A Strategy for Iran
On the assumption that Iranian leaders are unwilling to halt or even slow their determined march toward a nuclear weapons capability, the United States and other concerned nations have but three options: 1) decide to live with a nuclear Iran, hoping to contain its aggressive tendencies and limit nuclear proliferation by worried neighbors, 2) put in place a regimen of harsher, targeted economic sanctions than exist today in an effort to coerce a change of conduct, or 3) contemplate a campaign of preemptive air strikes aimed at crippling or at least significantly delaying Iran’s nuclear program.
For containment to be effective, it assumes a rational, risk-averse body of decision-makers in Tehran. Who would confidently base policy on that assumption?
Preemptive strikes, presumably by Israel, could trigger an escalating series of retaliatory actions, by Iranian proxies Hezbollah and Hamas against Israel, by Iranian agents and supporters in Iraq and Afghanistan, and, for example, by Iran mining the Strait of Hormuz to disrupt oil deliveries to the West. As a last resort, given its fear of an existential threat, Israel might nonetheless risk air strikes, but it obviously would prefer not to do so.

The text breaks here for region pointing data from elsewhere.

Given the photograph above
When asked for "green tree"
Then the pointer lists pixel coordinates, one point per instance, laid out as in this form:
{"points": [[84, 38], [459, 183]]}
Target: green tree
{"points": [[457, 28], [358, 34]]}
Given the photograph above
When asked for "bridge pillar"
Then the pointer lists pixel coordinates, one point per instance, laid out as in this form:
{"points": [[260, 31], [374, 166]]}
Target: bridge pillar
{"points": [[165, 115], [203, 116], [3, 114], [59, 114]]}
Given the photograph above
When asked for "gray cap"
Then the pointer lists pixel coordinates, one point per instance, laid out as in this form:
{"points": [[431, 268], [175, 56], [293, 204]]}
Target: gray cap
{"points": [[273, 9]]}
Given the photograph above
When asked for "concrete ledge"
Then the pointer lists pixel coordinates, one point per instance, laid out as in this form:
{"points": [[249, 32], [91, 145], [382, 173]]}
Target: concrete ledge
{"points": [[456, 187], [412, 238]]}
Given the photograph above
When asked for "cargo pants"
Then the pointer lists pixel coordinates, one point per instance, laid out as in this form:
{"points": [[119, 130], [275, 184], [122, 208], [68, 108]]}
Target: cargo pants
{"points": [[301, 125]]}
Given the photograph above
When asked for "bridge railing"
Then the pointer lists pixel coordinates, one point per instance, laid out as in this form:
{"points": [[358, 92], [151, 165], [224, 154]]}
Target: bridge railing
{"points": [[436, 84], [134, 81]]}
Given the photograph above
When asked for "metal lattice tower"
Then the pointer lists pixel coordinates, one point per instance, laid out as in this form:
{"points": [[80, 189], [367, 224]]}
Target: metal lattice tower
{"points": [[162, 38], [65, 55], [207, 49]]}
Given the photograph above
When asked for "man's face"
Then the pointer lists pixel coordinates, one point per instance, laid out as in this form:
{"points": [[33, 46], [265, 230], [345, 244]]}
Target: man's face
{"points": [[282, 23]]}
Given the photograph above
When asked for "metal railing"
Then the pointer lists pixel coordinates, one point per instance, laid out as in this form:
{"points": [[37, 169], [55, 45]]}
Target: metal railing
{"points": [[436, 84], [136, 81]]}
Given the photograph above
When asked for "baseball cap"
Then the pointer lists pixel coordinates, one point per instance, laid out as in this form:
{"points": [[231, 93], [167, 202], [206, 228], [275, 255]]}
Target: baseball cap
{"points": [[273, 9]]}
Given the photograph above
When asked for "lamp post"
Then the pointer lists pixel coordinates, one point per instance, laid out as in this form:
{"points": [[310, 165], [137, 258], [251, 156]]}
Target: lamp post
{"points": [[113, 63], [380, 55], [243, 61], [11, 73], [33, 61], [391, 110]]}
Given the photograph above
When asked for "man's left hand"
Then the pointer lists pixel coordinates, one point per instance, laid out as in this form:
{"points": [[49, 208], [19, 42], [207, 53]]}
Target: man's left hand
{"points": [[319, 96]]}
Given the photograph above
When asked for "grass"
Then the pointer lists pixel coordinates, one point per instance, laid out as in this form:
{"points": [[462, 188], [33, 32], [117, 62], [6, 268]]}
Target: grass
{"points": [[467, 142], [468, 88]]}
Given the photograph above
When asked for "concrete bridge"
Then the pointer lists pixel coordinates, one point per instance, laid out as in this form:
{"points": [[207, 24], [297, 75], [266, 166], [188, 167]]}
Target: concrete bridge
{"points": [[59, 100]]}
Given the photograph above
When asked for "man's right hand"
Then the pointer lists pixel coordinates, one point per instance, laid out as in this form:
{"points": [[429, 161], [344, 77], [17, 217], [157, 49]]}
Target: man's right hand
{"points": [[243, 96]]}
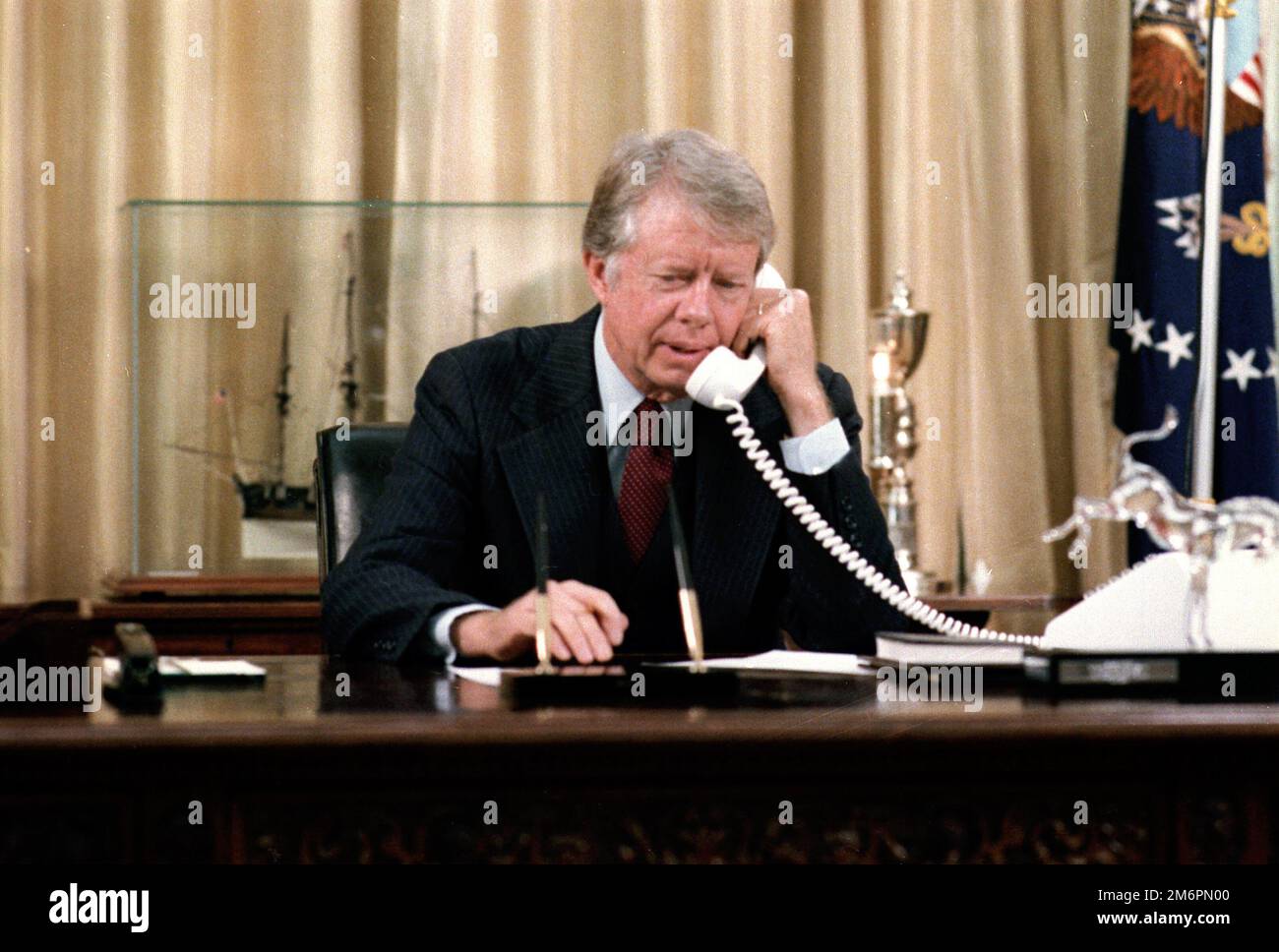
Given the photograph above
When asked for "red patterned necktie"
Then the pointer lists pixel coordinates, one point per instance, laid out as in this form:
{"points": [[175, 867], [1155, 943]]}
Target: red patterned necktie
{"points": [[643, 487]]}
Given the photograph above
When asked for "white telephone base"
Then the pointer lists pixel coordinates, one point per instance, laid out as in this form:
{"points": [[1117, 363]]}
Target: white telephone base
{"points": [[1147, 609]]}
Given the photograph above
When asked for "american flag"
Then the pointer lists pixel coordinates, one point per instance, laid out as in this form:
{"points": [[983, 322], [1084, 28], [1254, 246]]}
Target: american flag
{"points": [[1160, 240]]}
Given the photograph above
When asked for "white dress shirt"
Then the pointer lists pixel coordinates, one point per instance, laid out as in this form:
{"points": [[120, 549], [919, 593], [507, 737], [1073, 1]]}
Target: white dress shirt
{"points": [[811, 453]]}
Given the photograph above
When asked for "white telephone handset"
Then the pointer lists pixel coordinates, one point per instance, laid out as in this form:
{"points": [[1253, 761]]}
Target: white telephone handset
{"points": [[720, 381], [725, 375]]}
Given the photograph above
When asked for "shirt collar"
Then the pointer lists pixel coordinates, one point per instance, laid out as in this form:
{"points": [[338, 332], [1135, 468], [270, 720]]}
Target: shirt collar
{"points": [[619, 396]]}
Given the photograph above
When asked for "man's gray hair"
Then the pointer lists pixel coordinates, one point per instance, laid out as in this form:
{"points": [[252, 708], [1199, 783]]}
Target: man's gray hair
{"points": [[716, 182]]}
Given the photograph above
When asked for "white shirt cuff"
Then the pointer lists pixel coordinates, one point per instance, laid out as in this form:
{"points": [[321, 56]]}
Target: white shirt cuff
{"points": [[818, 451], [443, 623]]}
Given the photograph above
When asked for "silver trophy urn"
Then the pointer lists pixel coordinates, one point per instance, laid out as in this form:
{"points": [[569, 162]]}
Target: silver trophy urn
{"points": [[896, 335]]}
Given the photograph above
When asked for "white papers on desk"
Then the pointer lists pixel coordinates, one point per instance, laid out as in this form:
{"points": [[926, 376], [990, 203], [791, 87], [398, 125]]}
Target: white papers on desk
{"points": [[191, 667], [794, 662], [938, 649], [490, 678]]}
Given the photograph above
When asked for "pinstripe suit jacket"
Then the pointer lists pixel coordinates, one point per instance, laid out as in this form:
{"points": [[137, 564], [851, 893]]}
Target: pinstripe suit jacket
{"points": [[498, 419]]}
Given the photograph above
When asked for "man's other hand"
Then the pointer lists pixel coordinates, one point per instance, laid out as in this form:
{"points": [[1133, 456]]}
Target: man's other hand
{"points": [[586, 625]]}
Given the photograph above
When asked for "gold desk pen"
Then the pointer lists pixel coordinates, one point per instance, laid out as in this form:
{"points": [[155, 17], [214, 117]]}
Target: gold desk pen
{"points": [[542, 606], [689, 610]]}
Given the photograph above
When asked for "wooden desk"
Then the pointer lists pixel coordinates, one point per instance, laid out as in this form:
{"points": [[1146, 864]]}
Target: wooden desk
{"points": [[405, 768]]}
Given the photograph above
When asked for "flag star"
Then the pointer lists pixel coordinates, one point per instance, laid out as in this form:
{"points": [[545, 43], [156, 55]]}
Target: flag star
{"points": [[1176, 345], [1241, 368], [1139, 331]]}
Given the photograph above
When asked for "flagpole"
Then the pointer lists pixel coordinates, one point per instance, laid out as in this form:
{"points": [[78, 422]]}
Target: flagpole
{"points": [[1203, 434]]}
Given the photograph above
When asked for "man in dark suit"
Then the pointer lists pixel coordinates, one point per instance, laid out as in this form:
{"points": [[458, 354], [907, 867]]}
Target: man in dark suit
{"points": [[593, 414]]}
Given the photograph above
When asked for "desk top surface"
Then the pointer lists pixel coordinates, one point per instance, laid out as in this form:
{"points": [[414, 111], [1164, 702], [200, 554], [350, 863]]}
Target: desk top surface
{"points": [[299, 705]]}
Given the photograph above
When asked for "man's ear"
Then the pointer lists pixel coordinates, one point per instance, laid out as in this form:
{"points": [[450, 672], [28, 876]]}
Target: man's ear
{"points": [[595, 276]]}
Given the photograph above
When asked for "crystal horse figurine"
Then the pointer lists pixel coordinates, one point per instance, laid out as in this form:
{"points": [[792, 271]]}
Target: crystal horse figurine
{"points": [[1143, 498]]}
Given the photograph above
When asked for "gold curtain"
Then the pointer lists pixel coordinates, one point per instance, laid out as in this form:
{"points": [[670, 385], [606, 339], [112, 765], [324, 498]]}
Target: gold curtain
{"points": [[975, 142]]}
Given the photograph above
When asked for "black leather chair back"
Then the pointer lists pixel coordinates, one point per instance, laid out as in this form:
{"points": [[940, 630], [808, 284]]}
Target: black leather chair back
{"points": [[349, 477]]}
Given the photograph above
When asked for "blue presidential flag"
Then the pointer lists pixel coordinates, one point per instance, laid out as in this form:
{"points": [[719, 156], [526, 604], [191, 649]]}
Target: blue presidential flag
{"points": [[1160, 242]]}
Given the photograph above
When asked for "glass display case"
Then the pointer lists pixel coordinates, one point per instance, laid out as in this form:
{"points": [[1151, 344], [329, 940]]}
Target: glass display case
{"points": [[256, 324]]}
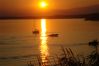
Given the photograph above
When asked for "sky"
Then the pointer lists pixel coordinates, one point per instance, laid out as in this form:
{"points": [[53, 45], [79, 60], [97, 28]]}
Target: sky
{"points": [[19, 6]]}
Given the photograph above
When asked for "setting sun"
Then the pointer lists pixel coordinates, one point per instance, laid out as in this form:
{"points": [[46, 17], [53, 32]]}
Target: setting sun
{"points": [[43, 4]]}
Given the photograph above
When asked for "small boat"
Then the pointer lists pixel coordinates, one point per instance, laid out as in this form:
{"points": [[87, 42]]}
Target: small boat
{"points": [[53, 35], [35, 31]]}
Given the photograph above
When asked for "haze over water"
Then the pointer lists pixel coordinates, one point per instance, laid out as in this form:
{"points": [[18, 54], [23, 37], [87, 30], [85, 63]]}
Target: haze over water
{"points": [[18, 44]]}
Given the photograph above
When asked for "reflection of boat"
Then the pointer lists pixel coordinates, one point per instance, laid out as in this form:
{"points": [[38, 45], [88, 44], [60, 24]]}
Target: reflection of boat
{"points": [[35, 31], [53, 35]]}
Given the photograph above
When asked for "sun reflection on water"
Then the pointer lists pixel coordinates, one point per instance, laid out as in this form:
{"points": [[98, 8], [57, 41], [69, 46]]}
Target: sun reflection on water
{"points": [[43, 37]]}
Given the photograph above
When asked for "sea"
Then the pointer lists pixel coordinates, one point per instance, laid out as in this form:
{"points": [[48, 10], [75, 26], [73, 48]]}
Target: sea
{"points": [[19, 46]]}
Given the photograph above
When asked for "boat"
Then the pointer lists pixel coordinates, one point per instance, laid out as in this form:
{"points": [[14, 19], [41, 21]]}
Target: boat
{"points": [[35, 31], [53, 35]]}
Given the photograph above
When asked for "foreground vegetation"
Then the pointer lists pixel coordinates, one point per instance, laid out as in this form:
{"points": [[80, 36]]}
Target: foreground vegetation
{"points": [[68, 58]]}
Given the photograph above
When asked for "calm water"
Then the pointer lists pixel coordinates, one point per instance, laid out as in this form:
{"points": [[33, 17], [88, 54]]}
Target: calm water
{"points": [[18, 45]]}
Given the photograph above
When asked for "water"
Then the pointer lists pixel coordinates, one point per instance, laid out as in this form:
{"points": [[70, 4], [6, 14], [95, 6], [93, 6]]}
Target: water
{"points": [[18, 45]]}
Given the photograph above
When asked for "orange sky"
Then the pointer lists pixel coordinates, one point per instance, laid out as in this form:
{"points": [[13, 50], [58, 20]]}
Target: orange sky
{"points": [[53, 4], [26, 7]]}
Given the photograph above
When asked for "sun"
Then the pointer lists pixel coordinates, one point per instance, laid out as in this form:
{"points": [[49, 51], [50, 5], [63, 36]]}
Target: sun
{"points": [[43, 4]]}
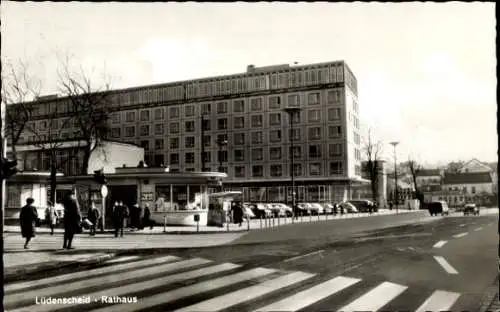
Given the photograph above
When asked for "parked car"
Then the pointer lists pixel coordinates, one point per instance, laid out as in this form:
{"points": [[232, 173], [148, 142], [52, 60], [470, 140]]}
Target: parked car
{"points": [[471, 209], [304, 208], [247, 211], [327, 208], [281, 210], [261, 210], [363, 205], [348, 207], [438, 207], [316, 208]]}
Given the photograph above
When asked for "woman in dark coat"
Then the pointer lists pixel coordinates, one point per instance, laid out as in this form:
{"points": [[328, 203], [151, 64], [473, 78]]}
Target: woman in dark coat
{"points": [[28, 219], [237, 213], [72, 220], [146, 219]]}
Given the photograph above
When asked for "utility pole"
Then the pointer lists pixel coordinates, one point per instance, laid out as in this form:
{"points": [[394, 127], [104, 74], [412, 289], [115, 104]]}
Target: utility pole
{"points": [[394, 144], [291, 111], [202, 143]]}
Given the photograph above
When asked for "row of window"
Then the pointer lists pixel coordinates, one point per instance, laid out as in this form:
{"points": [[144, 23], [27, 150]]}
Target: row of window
{"points": [[256, 137], [256, 105], [257, 171], [256, 154], [222, 124]]}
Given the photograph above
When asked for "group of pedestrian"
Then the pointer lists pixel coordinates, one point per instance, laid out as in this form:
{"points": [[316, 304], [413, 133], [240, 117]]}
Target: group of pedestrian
{"points": [[121, 213], [72, 220]]}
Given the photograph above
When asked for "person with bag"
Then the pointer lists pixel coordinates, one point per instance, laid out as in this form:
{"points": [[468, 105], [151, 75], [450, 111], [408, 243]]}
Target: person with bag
{"points": [[93, 217], [119, 215], [146, 219], [51, 217], [27, 219], [72, 220]]}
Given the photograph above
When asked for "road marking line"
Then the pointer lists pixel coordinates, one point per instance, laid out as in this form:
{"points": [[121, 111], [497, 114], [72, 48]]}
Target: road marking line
{"points": [[439, 244], [192, 290], [446, 266], [90, 273], [151, 284], [439, 301], [306, 255], [98, 280], [460, 235], [376, 298], [123, 259], [249, 293], [309, 296]]}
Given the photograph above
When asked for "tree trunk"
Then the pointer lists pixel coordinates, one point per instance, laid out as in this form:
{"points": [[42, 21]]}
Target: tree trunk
{"points": [[86, 158], [53, 184]]}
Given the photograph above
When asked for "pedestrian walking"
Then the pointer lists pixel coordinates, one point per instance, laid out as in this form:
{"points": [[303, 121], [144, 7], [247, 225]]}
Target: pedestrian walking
{"points": [[51, 217], [237, 213], [27, 219], [72, 220], [146, 221], [135, 216], [119, 218], [94, 216]]}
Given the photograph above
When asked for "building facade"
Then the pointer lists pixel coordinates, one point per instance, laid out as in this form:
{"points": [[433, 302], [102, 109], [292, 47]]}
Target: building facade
{"points": [[181, 124]]}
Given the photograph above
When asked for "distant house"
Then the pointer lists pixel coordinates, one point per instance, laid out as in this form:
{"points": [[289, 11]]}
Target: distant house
{"points": [[475, 165], [461, 188], [429, 180]]}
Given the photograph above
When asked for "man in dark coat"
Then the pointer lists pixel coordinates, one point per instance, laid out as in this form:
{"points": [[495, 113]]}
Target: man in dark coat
{"points": [[147, 217], [72, 220], [119, 214], [94, 216], [28, 218], [237, 213]]}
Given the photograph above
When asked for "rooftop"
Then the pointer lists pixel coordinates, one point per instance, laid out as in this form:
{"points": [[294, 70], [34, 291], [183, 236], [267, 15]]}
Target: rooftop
{"points": [[429, 173], [467, 178]]}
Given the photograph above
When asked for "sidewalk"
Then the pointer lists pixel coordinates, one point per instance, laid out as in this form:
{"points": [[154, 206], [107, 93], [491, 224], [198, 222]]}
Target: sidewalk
{"points": [[228, 227]]}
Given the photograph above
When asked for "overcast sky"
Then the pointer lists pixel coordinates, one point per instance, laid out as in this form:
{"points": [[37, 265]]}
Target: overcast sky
{"points": [[426, 72]]}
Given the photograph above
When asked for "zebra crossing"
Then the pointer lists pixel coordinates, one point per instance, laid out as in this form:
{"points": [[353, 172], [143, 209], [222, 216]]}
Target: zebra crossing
{"points": [[171, 283]]}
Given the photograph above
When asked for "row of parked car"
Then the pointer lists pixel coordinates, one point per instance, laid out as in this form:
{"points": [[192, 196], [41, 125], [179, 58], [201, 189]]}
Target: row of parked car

The Western powers, led by the United States, threatened more biting but unspecified economic sanctions if Iran fails to curb its nuclear efforts by the end of last year. Iran may not be all that worried since thus far it has managed to circumvent existing sanctions. But it ought to worry.As pointed out in an excellent new book, “Winning the Long War” by Ilan Berman, Iran’s Achille’s heel is its dependence on imported petroleum products for about 40 percent of its requirements. Four Western companies, he notes, account for nearly all of those supplies. They are: British Petroleum, France’s Total, the Swiss firm Vitol, and the Swiss/Dutch company Trafigura.
The House of Representatives, by a vote of 412-12, recently voted to bar from US markets any company that conducts energy business with Iran. Strangely, the Administration urged the Senate to postpone taking up the measure.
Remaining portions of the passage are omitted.